SPQR: “MOS MAIORUM”

Un codice comportale, inizialmente non codificato, alla base della vita quotidiana romana.

Assimilabile al termine “etica personale” dei giorni nostri, sono il nucleo della tradizione e dello spirito di questa immensurabile civiltà che vede comprendere il valore militare, l’ austerità dei comportamenti, il senso civico; alla base della civiltà latina non vi era un libro sacro come per gli Ebrei, o un testo epico, autorevole, cui guardare come per i Greci ( Iliade, Odissea), bensì una sequenza di consuetudini di modelli di comportamento.

Adeguarsi, significava essere all’ altezza dei propri antenati, della propria gens e della città di appartenenza, evitando l’ infamia di essere definito degener.

Il termine ” Mos”, costume, racchiude un più ampio significato, includendo l’ insieme dei valori e la prassi che da esso deriva, mentre ” Maiorum” identifica la provenienza.

Principio fondamentale la preminenza dello stato sul singolo cittadino per cui un ” eroe” non si qualificava tale per virtù personali bensì perché con tali doti contribuiva al prestigio di Roma.

Alla base la famiglia dalla quale venivano apprese le virtù necessarie per divenire cittadini modello.

La cittadinanza romana rappresentava lo status più ambito dall’ umanità nel mondo antico, non sottostava alla razza o alla provenienza bensì all’ adeguamento ai principi che rappresentavano la romanità stessa; i soldati che servivano l’ Urbe, l’ acquisivano compiendo uno specifico percorso.

” Gli Dei ci guidano ma scegliamo noi il nostro cammino”.

Scendeva in campo la ” Fides”, rappresentata nelle fattezze più anziana dello stesso Zeus, a simbolo della totalità della società romana fondata sul rispetto della parola data, quale quella di Romolo agli dei; tradirla era un danno irrecuperabile.

Ritenevano che abitasse nella mano destra di un uomo, la mano del giuramento, ed era rappresentata ,sulle monete, con gli arti coperti.

La ” Pietas” , da non confondere con la ” nostra” pietà, quella della tradizione cristiana, la misericordia, bensì un concetto più ampio che investiva tre macro aspetti; genitori, patria, stato.

Quella protezione e devozione dovuta agli dei e agli schiavi.

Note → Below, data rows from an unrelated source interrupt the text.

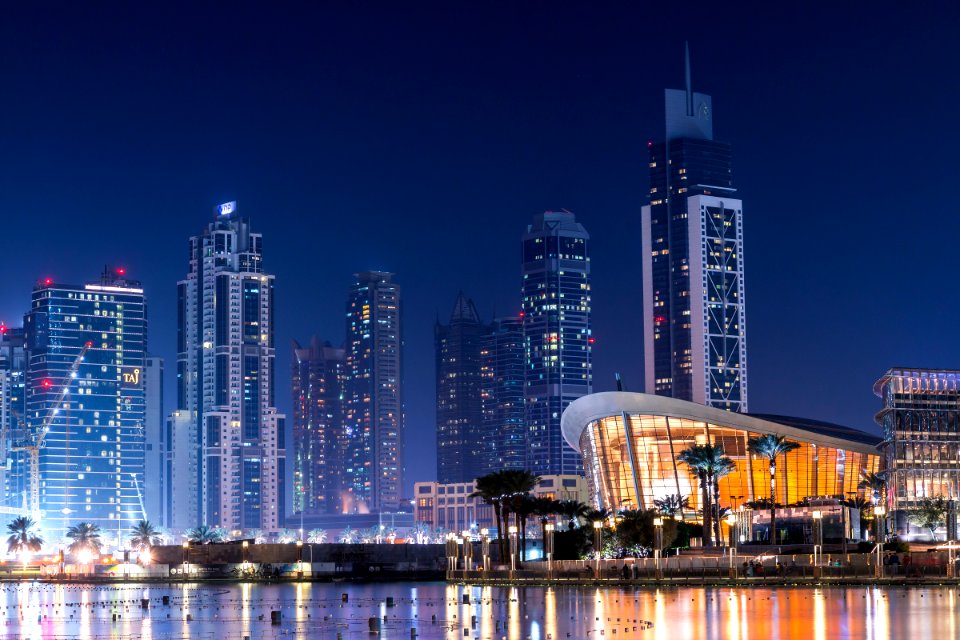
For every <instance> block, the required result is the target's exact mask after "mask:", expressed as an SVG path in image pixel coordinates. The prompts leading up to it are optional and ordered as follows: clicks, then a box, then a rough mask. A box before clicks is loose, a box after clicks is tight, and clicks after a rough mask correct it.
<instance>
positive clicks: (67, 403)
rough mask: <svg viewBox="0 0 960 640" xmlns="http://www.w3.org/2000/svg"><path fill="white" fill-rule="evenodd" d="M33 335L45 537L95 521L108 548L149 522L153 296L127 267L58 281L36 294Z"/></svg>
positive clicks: (31, 321) (47, 280) (44, 531)
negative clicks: (144, 437) (142, 288)
mask: <svg viewBox="0 0 960 640" xmlns="http://www.w3.org/2000/svg"><path fill="white" fill-rule="evenodd" d="M24 332H25V334H26V349H27V358H28V360H27V372H26V410H27V411H26V425H27V429H28V431H29V434H28V436H29V440H30V441H31V442H33V443H37V442H38V441H42V444H41V446H40V448H39V472H40V477H39V481H40V482H39V491H40V494H39V499H40V510H41V513H40V516H41V525H42V527H43V531H44V535H45V536H46V537H47V539H49V540H56V539H58V538H59V537H61V536H62V535H63V534H64V533H65V532H66V530H67V528H68V527H70V526H72V525H75V524H78V523H79V522H89V523H92V524H95V525H98V526H99V527H100V528H101V530H102V535H103V537H104V539H105V541H111V542H112V541H114V540H117V538H118V537H119V538H121V539H125V538H126V536H127V534H128V532H129V530H130V527H132V526H133V525H134V524H135V523H136V522H137V521H139V520H141V519H142V518H143V517H144V515H143V509H142V502H141V498H142V493H141V491H142V489H143V483H144V482H145V481H146V479H145V477H144V426H145V414H144V387H143V372H144V367H145V365H146V346H147V318H146V305H145V301H144V295H143V289H142V288H141V287H140V283H138V282H135V281H132V280H127V279H126V277H125V275H124V270H123V269H106V270H104V273H103V276H102V277H101V279H100V281H99V282H95V283H91V284H87V285H82V286H77V285H63V284H59V283H55V282H53V281H52V280H51V279H49V278H48V279H46V280H43V281H41V282H40V283H38V284H37V286H36V287H35V288H34V290H33V302H32V305H31V309H30V311H29V312H28V313H27V314H26V316H25V317H24ZM85 348H86V352H85V353H84V349H85ZM81 355H82V356H83V357H82V360H81V359H80V356H81ZM64 392H65V393H64ZM26 458H27V456H24V461H25V462H26ZM28 466H29V465H28ZM30 482H32V479H31V478H28V484H30Z"/></svg>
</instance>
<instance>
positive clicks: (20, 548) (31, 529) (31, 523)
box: [7, 516, 43, 554]
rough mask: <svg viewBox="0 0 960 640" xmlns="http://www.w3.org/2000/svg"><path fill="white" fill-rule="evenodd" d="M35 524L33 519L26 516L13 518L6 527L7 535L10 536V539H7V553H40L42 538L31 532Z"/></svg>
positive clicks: (35, 525)
mask: <svg viewBox="0 0 960 640" xmlns="http://www.w3.org/2000/svg"><path fill="white" fill-rule="evenodd" d="M36 524H37V523H36V522H34V521H33V518H28V517H26V516H20V517H19V518H14V519H13V521H12V522H10V523H9V524H8V525H7V533H9V534H10V537H9V538H7V551H9V552H10V553H16V554H21V553H24V552H26V551H31V552H34V553H36V552H37V551H40V549H41V548H42V547H43V538H41V537H40V536H38V535H36V533H35V532H34V531H33V528H34V527H35V526H36Z"/></svg>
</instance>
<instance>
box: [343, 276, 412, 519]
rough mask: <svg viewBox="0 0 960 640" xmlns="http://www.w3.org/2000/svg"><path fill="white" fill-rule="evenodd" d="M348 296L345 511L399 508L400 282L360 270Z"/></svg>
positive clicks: (344, 404)
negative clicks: (346, 491) (345, 490)
mask: <svg viewBox="0 0 960 640" xmlns="http://www.w3.org/2000/svg"><path fill="white" fill-rule="evenodd" d="M354 277H355V279H354V283H353V285H352V286H351V287H350V295H349V298H348V299H347V344H346V353H345V357H346V369H345V374H346V396H345V398H344V414H345V415H344V420H345V425H344V428H345V433H346V438H347V442H348V445H347V467H346V470H345V472H344V480H345V484H346V487H347V493H346V494H345V503H344V512H345V513H367V512H370V511H396V510H398V509H400V507H401V503H402V498H403V433H404V423H403V418H404V416H403V396H402V389H403V387H402V368H401V366H402V345H403V341H402V338H401V333H400V286H399V285H398V284H397V283H396V282H394V281H393V274H392V273H385V272H381V271H365V272H362V273H357V274H354Z"/></svg>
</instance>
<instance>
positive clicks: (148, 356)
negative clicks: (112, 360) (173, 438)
mask: <svg viewBox="0 0 960 640" xmlns="http://www.w3.org/2000/svg"><path fill="white" fill-rule="evenodd" d="M143 388H144V394H145V397H144V414H145V418H144V435H145V437H146V449H145V451H144V474H145V477H146V478H147V481H146V482H144V483H143V486H142V487H141V488H142V490H143V510H144V512H145V518H146V519H147V520H150V521H151V522H152V523H154V524H156V525H159V526H161V527H166V526H168V520H167V514H168V508H169V496H170V487H169V486H168V485H169V482H170V481H169V476H168V475H167V448H168V443H167V425H166V421H165V420H164V419H163V358H158V357H156V356H147V360H146V365H145V366H144V370H143Z"/></svg>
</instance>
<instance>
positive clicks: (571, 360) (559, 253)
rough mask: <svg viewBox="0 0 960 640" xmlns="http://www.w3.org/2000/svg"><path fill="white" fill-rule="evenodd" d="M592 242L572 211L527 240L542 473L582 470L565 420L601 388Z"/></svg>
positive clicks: (528, 392) (538, 215)
mask: <svg viewBox="0 0 960 640" xmlns="http://www.w3.org/2000/svg"><path fill="white" fill-rule="evenodd" d="M589 240H590V236H589V234H588V233H587V231H586V229H584V228H583V225H581V224H579V223H578V222H577V220H576V218H575V217H574V215H573V214H572V213H570V212H569V211H547V212H546V213H542V214H539V215H537V216H536V217H535V218H534V220H533V224H531V225H529V226H528V227H527V233H526V234H524V236H523V245H522V255H523V268H522V275H523V286H522V293H523V339H524V351H525V357H526V376H525V396H526V413H525V415H526V428H527V463H526V468H527V469H528V470H530V471H532V472H533V473H535V474H537V475H557V474H577V473H581V472H582V466H581V463H580V456H579V455H577V452H576V451H575V450H573V449H571V448H570V447H569V446H567V444H566V443H565V442H564V441H563V435H562V434H561V431H560V416H561V414H562V413H563V410H564V409H566V408H567V405H569V404H570V403H571V402H573V401H574V400H576V399H577V398H579V397H581V396H585V395H587V394H588V393H590V392H591V391H592V390H593V361H592V357H591V351H592V349H593V347H592V345H593V337H592V336H591V333H590V332H591V329H590V305H591V302H590V252H589Z"/></svg>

Livio narra che alla Dea venne dedicato un tempio con una statua dalle fattezze femminili accompagnata da una cicogna.

La ” Maiestas”, orgoglio e fierezza nei confronti del proprio popolo, ritenendosi parte attiva e integra di esso; la contezza di appartenere ad una comunità ( no razza) superiore rispetto ad altre, che possedeva nel suo destino la missione di civilizzare ed espandere la cultura romana nel resto del mondo.

Indicava anche la dignità dello stato come rappresentato del popolo, valore poi trasferito all’ imperatore stesso.

Da ciò deriva il reato di ” Lesa Majestatis”, un crimine per coloro che deturpavano opere pubbliche o nei confronti del senato romano.

La ” Virtus” , essere veri uomini, forza come virilità maschile, forza come atteggiamento di animo; valoroso sul campo di battaglia, timoroso degli dei, modesto nel parlare.

Era un valore così detto ereditario e i discendenti di uomini virtuosi avevano l’ onore di seguire le orme paterne e di dimostrarne di essere degni.

Nella leggenda di Romolo e Remo assume il ruolo principale di qualità da imitare.

Il primo esprimeva la serietà perseverante che manteneva nell’ azione nel momento dell’ uccisione del fratello con la spada e nel frattempo gridava che chiunque avesse offeso il nome di Roma, doveva morire.

La ” Gravitas “, serietà e autocontrollo, riferito soprattutto a quelle figure che, ricoprendo ruoli e cariche di responsabilità, non potevano essere prigionieri di emozioni e debolezze ma dimostrandosi superiori alle dinamiche quotidiane erano in grado di continuare a svolgere al meglio le loro funzioni.

Ricordare la Romanitas impone dunque rispolverare valori eterni imprescindibili dell ‘ Uomo e della Comunità; la storia dell’ Urbe sintetizza magistralmente l’ identità e la tradizione di cui siamo eredi.

Esistono o resistono ancora i valori che univano l’ immenso popolo romano o si sono sciolti come neve al sole?

Le discrepanze etiche e morali, la differente comprensione e percezione della realtà sono esclusivamente frutto di tempi e contesti diversi?

Decisamente siamo di fronte ad una di quelle cicliche crisi delle civiltà, quando un cambiamento epocale, stravolge e travolge.

Accade forse, quello che accadde ad Atene, dopo la sconfitta dei persiani a Salamina; il mondo greco trovò la pace ma in quel preciso istante il cittadino aveva perduto il contatto con la polis in favore di un individualismo estremo.